In: Accounting
Consider a bond with a 10% coupon and with yield to maturity = 8%. If the bond’s YTM remains constant, then in one year, will the bond price be higher, lower, or unchanged? Please explain your answer and give examples to help demonstrate your explanation.
If the yield to maturity of the bond is same as the coupon rate of the bond, then the bond is said to be trading at par value. If the bonds coupon rate is more than its yield to maturity then the bond is said to be trading at premium.
The value of the bond is the present of the future benefits discounted at expected rate of return.
Yield to maturity means what the bond gives the holder, if he holds the bond till maturity.

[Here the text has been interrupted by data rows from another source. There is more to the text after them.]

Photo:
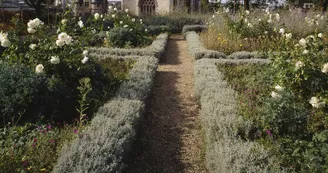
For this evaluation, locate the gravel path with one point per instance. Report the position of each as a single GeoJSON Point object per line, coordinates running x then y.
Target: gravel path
{"type": "Point", "coordinates": [171, 139]}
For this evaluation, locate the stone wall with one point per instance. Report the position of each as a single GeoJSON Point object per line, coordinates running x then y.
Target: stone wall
{"type": "Point", "coordinates": [164, 6]}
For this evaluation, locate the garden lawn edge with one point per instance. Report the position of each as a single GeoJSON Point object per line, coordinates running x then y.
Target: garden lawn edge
{"type": "Point", "coordinates": [106, 143]}
{"type": "Point", "coordinates": [224, 150]}
{"type": "Point", "coordinates": [198, 51]}
{"type": "Point", "coordinates": [155, 49]}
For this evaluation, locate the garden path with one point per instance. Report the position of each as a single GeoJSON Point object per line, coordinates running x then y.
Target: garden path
{"type": "Point", "coordinates": [171, 140]}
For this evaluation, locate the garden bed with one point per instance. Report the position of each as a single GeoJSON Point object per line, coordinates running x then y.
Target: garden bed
{"type": "Point", "coordinates": [155, 49]}
{"type": "Point", "coordinates": [109, 138]}
{"type": "Point", "coordinates": [198, 51]}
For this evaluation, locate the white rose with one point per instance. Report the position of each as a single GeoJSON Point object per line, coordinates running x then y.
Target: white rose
{"type": "Point", "coordinates": [54, 60]}
{"type": "Point", "coordinates": [305, 52]}
{"type": "Point", "coordinates": [325, 68]}
{"type": "Point", "coordinates": [33, 46]}
{"type": "Point", "coordinates": [39, 69]}
{"type": "Point", "coordinates": [275, 95]}
{"type": "Point", "coordinates": [5, 43]}
{"type": "Point", "coordinates": [84, 60]}
{"type": "Point", "coordinates": [299, 64]}
{"type": "Point", "coordinates": [31, 30]}
{"type": "Point", "coordinates": [60, 43]}
{"type": "Point", "coordinates": [85, 52]}
{"type": "Point", "coordinates": [96, 16]}
{"type": "Point", "coordinates": [302, 42]}
{"type": "Point", "coordinates": [80, 23]}
{"type": "Point", "coordinates": [315, 102]}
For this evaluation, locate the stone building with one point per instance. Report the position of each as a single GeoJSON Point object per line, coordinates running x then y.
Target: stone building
{"type": "Point", "coordinates": [136, 7]}
{"type": "Point", "coordinates": [147, 7]}
{"type": "Point", "coordinates": [86, 7]}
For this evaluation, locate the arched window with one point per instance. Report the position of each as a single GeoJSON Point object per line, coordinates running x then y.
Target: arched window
{"type": "Point", "coordinates": [148, 7]}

For Example, let us consider market value of a Rs.1000 bond which will mature after five years having coupon rate of 10% is 1500. then the yield to maturity of the bond can be calculated as below.
Approximate yield to maturity= Interest + Amortisation/ Average Price.
From our example,
Interest =1000*10%=100
Amortisation= (Issue price -Maturity value)/Life of bond.
= (1500-1000)/5
=100
Average Price= (Issue Price + Matruity value)/2
= (1500+1000)/2
=1250
Hence, Yield to maturity =100/1250
= 8%.
Conclusion: Since the bond is trading in the market at Rs: 1500 i.e., at premium of Rs: 500, the yield to maturity of the bond is less than the coupon rate.
In other words, If the coupon rate of the bond is more than its yield to maturity, then the bond is said to be trading at premium.